I dare you to make less sense
Or, VENTURE BROTHERS, revisited:
My initial impression -- namely, that THE VENTURE BROTHERS were little more than THE TICK meets JONNY QUEST, and overall, the show was consistently only about half as funny as THE TICK, turns out to have been premature. As Mike Norton said in the only comment this blog has had in over a year (I think), you can't judge the series by the first seven episodes. It does, indeed, evolve over the first and second seasons into something that is far more complex and valuable than merely the sum of all its inadequate, badly damaged parts.
I kind of wish I'd watched the first two seasons without having the Big Secret About Hank And Dean pre-spoiled for me.
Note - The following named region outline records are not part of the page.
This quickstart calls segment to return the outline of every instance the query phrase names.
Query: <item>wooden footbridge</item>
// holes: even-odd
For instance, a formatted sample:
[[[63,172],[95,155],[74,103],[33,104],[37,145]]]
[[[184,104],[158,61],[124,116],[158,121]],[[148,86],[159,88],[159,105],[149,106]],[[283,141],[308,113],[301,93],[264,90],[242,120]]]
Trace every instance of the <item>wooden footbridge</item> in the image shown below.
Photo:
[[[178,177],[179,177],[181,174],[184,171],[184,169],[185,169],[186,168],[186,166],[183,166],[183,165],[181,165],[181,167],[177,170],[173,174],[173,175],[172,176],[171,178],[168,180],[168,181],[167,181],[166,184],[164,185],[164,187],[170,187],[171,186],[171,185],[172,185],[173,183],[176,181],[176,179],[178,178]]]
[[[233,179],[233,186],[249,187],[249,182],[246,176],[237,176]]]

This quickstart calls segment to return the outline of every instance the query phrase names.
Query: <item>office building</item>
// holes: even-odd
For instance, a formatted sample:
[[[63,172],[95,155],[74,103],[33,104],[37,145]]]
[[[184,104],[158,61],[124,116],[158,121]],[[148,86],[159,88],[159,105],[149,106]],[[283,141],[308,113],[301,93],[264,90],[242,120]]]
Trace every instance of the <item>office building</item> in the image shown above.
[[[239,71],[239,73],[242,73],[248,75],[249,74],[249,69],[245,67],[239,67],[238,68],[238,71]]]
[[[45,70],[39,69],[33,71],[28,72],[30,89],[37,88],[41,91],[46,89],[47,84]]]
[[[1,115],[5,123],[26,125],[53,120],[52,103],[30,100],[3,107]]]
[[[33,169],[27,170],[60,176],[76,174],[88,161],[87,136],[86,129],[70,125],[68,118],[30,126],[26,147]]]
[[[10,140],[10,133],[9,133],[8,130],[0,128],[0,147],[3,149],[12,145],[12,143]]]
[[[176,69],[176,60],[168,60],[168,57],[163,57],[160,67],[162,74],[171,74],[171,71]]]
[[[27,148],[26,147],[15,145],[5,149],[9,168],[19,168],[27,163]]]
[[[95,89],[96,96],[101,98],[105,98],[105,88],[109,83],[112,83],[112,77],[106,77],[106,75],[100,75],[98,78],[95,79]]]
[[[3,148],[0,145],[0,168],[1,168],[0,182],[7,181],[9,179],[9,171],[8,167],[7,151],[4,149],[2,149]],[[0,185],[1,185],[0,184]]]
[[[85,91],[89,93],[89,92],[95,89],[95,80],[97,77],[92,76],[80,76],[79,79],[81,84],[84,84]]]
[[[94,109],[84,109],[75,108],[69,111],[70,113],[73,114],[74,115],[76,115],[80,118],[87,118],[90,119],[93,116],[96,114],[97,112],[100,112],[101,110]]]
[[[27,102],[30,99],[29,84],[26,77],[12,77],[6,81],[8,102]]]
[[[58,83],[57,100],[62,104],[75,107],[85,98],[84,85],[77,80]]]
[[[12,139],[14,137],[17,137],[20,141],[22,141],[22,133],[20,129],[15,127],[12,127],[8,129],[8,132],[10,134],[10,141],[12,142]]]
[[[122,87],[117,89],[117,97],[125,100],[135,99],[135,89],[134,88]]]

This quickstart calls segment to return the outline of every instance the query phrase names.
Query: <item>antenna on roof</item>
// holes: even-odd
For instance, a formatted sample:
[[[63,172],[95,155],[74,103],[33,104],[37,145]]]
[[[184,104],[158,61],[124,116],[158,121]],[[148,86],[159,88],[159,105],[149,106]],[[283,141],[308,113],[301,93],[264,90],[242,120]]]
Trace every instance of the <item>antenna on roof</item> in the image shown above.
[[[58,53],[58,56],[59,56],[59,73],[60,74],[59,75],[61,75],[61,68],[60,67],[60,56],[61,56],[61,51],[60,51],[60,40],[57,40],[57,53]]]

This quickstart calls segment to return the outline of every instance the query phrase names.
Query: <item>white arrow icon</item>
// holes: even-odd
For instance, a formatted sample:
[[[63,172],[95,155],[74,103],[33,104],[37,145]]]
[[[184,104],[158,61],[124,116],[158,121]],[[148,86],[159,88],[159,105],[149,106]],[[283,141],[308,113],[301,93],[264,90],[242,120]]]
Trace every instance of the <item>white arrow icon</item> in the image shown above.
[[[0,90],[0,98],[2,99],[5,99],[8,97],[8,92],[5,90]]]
As it was, I probably didn't get the full impact of the death scene at the end of Season 1, or the revised credit scroll at the start of Season 2.
Having said all that, and having watched with real pleasure as what at first seemed an extremely formulaic show did indeed develop into something with real depth and breadth, something that was both nuanced and rich, something that actually rose above the limitations of the genre and became a multifaceted and almost beautiful and moving ongoing story of one of the world's most tragically disfunctional extended emotional families, replete with some of the most bizarrely developed and unhealthy psychic symbioses imaginable... for all of that, I find myself, in the end, feeling disappointed.
I know where it came from. I went into the last two episodes of Season Two psyched, thinking "Okay, next paycheck I'm buying Season 3". I emerged on the other end of that particular 2 parter... deflated. It was a big grand superhero wedding story, and all my favorite VENTURE BROTHERS characters were there... and overall, I was just kind of bored and disappointed and depressed by it. Phantom Limb had been kind of cool, but now he was just another jerk. Dean's addled, delusional wanderings through the Monarch's engine room filled me with a burning desire to watch nearly anything else, even ROCK OF LOVE, while they were onscreen. The ongoing saga of the Monarch, Dr. Girlfriend/Fiance, the Monarch's two numerically-named henchmen, the revelation of the true identity of the Sovereign... nothing really seemed to work for me. The only thing that really worked for me was watching Brock lead the Monarch's horde of nearly worthless goons in an attack on Phantom Limb's forces... and Brock always works for me.
Which is yet another reason I'm disappointed... apparently, Brock leaves at the end of the third season, and is replaced as Dr. Venture's bodyguard by Sgt. Hatred. Yay.
So, yes, THE VENTURE BROTHERS did grow up to be something far more than it seemed like it could in those first seven episodes, and I did very much enjoy a lot of what I've seen much more than I expected to. But at this particular moment, I largely feel disappointed in the series, and have little interest in watching any more of it, knowing what I do of its future direction.